Phase 1: Die Mittelflächen
Die Mittelflächen
Fasse die Mittelsteine jeder Fläche zu einem 2x2-Block einer Farbe zusammen. Das ist die intuitivste Phase und die, die man vor allem nach Augenmaß macht: Dreh eine innere Schicht, um den gewünschten Stein nach oben zu holen, setz ihn an seinen Platz und dreh die Schicht zurück. Wichtig ist nur, die schon fertigen Mittelflächen nicht zu zerstören.
Wenn die Phase fertig ist. Alle sechs Flächen mit einem einfarbigen Mittelblock.

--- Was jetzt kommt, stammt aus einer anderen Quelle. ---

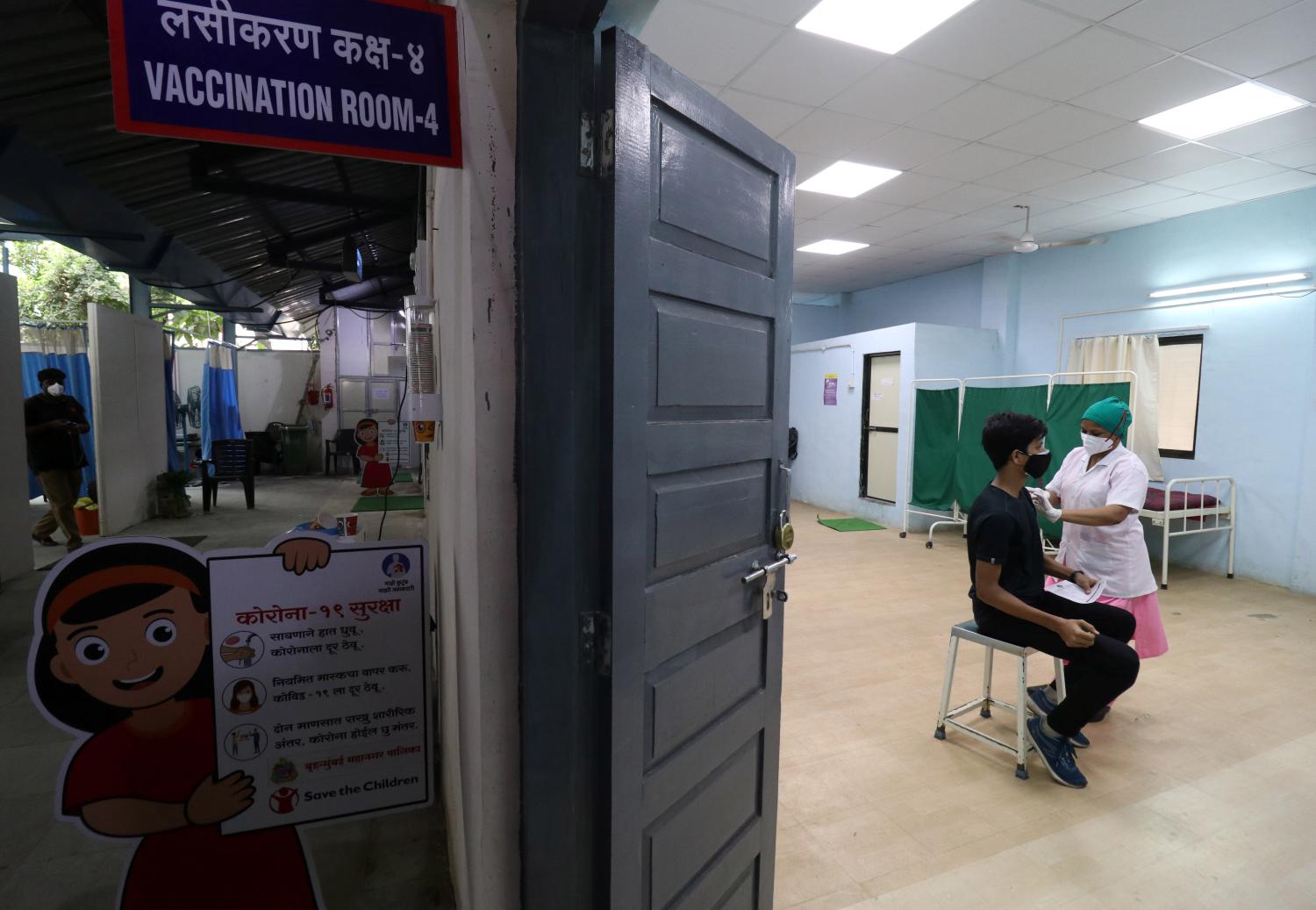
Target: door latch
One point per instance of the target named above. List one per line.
(769, 596)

Die Kanten sind noch ein Chaos — das ist normal, du hast sie noch nicht angefasst.
Einen Stein in seine Mitte bringen
Das leitest du dir her, statt es auswendig zu lernen: Hol den Stein mit einer inneren Schicht nach oben, dreh die obere Fläche zum Ausrichten und dreh die Schicht zurück. Was auf einer Seite hochkommt, geht auf der anderen wieder runter.
So hältst du ihnDer Block, den du baust, vorne; der gesuchte Stein oben.
Diese Phase leitest du dir her, statt sie auswendig zu lernen: Es gibt keinen Algorithmus.